Dünya

Çin'den AB Parlamentosu'na Tayvan tepkisi: "Kırmızı çizgiler aşılmamalı"

Pekin, Avrupa Parlamentosu'nun Tayvan konusundaki kararı nedeniyle sert tepki göstererek, Tayvan meselesinin Çin'in egemenlik alanına girdiğini ve bu konuda dikkatli hareket edilmesi gerektiğini belirtti.

Abone Ol

AB Parlamentosu'nun Tayvan üzerindeki baskılara karşı aldığı karara Çin'den tepki geldi; Pekin, Tayvan'ın Çin'in bir parçası olduğunu ve bu çizginin aşılmaması gerektiğini vurguladı.

Çin, Avrupa Parlamentosu'nun Tayvan konusundaki sert ifadeler içeren ve Pekin'in "tarih ve uluslararası kuralları çarpıtma" girişimlerini eleştiren bir kararı kabul etmesine sert tepki gösterdi.
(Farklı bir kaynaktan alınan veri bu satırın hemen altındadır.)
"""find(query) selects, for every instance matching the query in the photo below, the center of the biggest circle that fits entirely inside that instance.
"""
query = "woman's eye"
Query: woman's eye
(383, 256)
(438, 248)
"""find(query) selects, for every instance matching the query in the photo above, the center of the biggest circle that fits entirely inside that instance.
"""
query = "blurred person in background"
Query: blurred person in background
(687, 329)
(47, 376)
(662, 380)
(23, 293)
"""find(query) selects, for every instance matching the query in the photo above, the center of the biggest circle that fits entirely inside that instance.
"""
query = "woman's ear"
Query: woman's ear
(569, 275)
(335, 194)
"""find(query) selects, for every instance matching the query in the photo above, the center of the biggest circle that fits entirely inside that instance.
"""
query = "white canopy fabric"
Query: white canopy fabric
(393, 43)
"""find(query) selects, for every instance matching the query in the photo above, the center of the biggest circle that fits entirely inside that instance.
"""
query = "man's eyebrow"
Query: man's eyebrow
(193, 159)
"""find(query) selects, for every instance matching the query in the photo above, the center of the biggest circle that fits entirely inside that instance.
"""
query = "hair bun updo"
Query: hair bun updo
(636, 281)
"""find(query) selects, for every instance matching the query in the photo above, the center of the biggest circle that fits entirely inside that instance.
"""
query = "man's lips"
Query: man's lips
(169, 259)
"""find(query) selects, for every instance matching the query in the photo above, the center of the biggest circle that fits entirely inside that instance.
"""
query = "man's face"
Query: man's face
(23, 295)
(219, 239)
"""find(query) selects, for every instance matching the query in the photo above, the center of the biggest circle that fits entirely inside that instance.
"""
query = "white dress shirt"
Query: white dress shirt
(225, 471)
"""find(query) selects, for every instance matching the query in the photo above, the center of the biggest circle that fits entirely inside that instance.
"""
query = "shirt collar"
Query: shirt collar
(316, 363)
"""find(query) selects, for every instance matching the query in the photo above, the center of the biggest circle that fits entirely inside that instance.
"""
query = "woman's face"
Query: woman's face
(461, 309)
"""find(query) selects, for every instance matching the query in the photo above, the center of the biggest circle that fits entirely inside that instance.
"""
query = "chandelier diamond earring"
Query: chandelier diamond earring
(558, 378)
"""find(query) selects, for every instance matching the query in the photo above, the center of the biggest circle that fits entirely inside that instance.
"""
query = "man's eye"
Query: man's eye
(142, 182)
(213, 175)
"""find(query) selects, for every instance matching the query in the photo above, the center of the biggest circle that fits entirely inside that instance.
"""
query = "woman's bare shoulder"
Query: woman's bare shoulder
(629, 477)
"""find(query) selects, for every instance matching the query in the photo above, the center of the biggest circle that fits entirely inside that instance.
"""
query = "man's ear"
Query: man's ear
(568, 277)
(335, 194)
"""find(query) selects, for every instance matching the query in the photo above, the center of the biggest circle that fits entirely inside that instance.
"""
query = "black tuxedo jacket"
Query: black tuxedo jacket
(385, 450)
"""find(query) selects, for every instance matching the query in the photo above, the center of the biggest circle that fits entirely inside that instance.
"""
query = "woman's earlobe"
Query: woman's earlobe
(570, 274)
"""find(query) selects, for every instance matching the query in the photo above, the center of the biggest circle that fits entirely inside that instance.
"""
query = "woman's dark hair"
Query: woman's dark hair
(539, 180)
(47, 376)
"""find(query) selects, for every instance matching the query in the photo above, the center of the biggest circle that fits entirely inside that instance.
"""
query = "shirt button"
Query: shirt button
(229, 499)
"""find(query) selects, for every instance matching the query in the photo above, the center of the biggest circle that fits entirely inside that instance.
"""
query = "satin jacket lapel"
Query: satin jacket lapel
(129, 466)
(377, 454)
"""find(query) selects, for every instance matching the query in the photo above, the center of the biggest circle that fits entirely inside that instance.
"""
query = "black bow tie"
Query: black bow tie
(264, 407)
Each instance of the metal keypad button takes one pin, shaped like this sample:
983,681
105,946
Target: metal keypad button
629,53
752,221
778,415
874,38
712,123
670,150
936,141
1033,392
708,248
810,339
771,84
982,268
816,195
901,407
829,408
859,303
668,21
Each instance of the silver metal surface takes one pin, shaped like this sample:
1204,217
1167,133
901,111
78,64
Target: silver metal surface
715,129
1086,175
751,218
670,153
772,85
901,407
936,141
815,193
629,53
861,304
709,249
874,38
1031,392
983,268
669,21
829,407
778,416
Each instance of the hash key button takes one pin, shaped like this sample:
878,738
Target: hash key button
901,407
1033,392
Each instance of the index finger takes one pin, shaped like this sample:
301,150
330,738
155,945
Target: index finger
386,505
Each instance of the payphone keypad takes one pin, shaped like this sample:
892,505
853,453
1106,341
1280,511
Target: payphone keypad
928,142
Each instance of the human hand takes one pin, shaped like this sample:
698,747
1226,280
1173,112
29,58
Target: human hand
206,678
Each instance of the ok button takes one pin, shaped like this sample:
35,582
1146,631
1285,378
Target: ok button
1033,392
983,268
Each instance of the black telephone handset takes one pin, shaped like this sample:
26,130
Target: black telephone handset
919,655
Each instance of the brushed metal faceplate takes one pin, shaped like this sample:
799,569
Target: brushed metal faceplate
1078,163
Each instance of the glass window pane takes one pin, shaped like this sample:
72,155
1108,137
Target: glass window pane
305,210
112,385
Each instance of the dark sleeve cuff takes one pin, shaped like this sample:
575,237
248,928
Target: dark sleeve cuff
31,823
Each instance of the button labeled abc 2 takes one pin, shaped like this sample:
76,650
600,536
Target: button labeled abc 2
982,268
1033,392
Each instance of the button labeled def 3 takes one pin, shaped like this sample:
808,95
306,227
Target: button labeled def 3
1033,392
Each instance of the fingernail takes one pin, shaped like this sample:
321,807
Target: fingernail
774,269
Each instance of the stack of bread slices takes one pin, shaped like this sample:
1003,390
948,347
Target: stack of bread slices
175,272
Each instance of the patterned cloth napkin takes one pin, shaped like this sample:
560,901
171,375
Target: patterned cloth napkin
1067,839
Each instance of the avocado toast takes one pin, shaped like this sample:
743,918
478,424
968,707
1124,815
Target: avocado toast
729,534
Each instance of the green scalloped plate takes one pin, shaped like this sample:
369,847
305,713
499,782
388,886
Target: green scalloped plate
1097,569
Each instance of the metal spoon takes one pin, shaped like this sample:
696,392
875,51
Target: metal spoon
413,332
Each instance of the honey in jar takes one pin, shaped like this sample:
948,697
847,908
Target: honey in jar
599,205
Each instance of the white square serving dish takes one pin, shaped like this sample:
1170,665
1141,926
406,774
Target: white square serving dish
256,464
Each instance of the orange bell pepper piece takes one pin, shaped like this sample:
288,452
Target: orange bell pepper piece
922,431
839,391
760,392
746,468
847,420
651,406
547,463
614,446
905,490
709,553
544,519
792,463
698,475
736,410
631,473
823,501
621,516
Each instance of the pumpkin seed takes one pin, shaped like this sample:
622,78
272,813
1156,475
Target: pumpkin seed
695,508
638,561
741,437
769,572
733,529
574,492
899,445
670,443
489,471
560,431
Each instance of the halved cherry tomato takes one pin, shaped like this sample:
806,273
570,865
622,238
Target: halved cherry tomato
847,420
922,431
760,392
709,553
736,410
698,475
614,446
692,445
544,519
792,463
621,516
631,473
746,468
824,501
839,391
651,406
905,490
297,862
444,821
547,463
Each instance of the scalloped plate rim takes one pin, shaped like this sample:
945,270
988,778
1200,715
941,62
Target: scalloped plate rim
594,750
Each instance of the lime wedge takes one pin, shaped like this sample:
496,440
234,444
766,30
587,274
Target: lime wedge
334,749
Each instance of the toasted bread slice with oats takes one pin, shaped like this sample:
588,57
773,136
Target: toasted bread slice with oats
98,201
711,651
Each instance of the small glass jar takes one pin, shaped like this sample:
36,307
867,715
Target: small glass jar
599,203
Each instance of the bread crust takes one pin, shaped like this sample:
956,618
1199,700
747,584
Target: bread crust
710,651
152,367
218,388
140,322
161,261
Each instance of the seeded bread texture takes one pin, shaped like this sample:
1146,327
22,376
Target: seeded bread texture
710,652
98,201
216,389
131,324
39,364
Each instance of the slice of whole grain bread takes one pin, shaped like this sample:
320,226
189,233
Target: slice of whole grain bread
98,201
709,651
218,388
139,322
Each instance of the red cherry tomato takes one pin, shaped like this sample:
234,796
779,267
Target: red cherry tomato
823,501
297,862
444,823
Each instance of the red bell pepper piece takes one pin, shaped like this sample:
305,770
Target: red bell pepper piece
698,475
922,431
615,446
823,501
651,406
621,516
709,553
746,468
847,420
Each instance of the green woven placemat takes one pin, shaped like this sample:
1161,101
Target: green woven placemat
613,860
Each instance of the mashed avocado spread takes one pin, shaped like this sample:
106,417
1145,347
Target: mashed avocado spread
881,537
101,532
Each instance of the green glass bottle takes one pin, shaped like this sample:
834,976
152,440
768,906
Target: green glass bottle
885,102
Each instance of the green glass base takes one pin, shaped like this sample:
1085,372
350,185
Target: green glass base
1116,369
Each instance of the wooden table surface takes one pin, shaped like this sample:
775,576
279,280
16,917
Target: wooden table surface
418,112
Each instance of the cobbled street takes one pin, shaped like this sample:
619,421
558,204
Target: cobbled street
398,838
Perşembe günü yapılan oylamada 432 kabul ve 60 ret oyuyla kabul edilen metin, Çin'in Tayvan'a yönelik "askeri operasyonlar, ekonomik baskı ve düşmanca dezenformasyon kampanyalarını" derhal sonlandırmasını talep etti.

Pekin ise bu karara öfkeyle yanıt vererek, "Tayvan meselesi, Çin'in egemenliğini ilgilendirir ve bu kırmızı çizgi aşılmamalıdır," dedi. Çin'in AB Temsilciliği Sözcüsü, bu kararı "tek Çin ilkesinin ciddi bir ihlali ve Çin'in iç işlerine müdahale" olarak nitelendirdi.

Tek Çin Politikası ve BM Kararı 2758

Tek Çin politikası, 1971 yılında kabul edilen BM Kararı 2758'e dayanmaktadır. Bu karar, Çin Halk Cumhuriyeti'ni (ÇHC) "Birleşmiş Milletler'in tek meşru temsilcisi" olarak tanımış ve Tayvan'ı temsil eden "Çin Cumhuriyeti"nin (ÇC) koltuğunu kaldırmıştır. AB, ABD ve çoğu ülke bu politikayı benimseyerek yalnızca ÇHC ile diplomatik ilişkiler yürütmektedir.

Ancak Pekin, BM Kararı 2758'in Tayvan üzerindeki toprak iddialarını da içerdiğini savunuyor, oysa BM metninde Tayvan veya Çin Cumhuriyeti'ne (ÇC) doğrudan atıf yapılmamaktadır. Çin, bu kararı Tayvan'ın Dünya Sağlık Örgütü (WHO) ve Uluslararası Sivil Havacılık Örgütü (ICAO) gibi uluslararası kuruluşlarda yer almasını engellemek için kullanmaktadır.

AB Parlamentosu'nun Yanıtı

Avrupa Parlamentosu, Perşembe günü kabul ettiği kararda BM Kararı 2758'in Tayvan konusunda bir pozisyon almadığını belirtti ve Pekin'in tarih ve uluslararası kuralları çarpıtma girişimlerini reddetti. AB'nin Tayvan'ın uluslararası kuruluşlara anlamlı katılımını desteklemesi gerektiğini vurguladı. Parlamenterler, tek Çin ilkesine saygı duyduklarını, ancak Tayvan halkının nasıl yaşamak istediğine demokratik olarak karar vermesi gerektiğini ifade etti.

Çin ise bu tutumun "gerçekleri çarpıttığını, uluslararası hukuku ihlal ettiğini ve uluslararası ilişkilerin temel normlarına karşı açık bir provokasyon" olduğunu savundu.

Tayvan'ın Yanıtı ve Çin'in Tavrı

Tayvan Devlet Başkanı William Lai, Çin'in söylemini reddederek Tayvan'ın de facto bağımsız olduğunu ve bağımsızlık ilanına gerek olmadığını belirtti. Lai, Mayıs ayındaki göreve başlama konuşmasında "eşitlik ve onur" temelinde Çin ile diyaloğa açık olduğunu ifade etmiş, ancak Pekin bu teklifi reddederek Tayvan yakınlarındaki askeri tatbikatlarını artırmıştı.

Avrupa Birliği, daha önce de Tayvan konusundaki tutumu nedeniyle Pekin'in tepkisiyle karşılaşmıştı. Temmuz ayında Ursula von der Leyen'in yeniden seçilmesinin ardından, Çin, AB Komisyonu Başkanı'nın Tayvan'daki statükoyu askeri yollarla değiştirmeye karşı demokratik ülkelerle birlikte çalışmayı önermesi üzerine "ateşle oynadığını" söylemişti.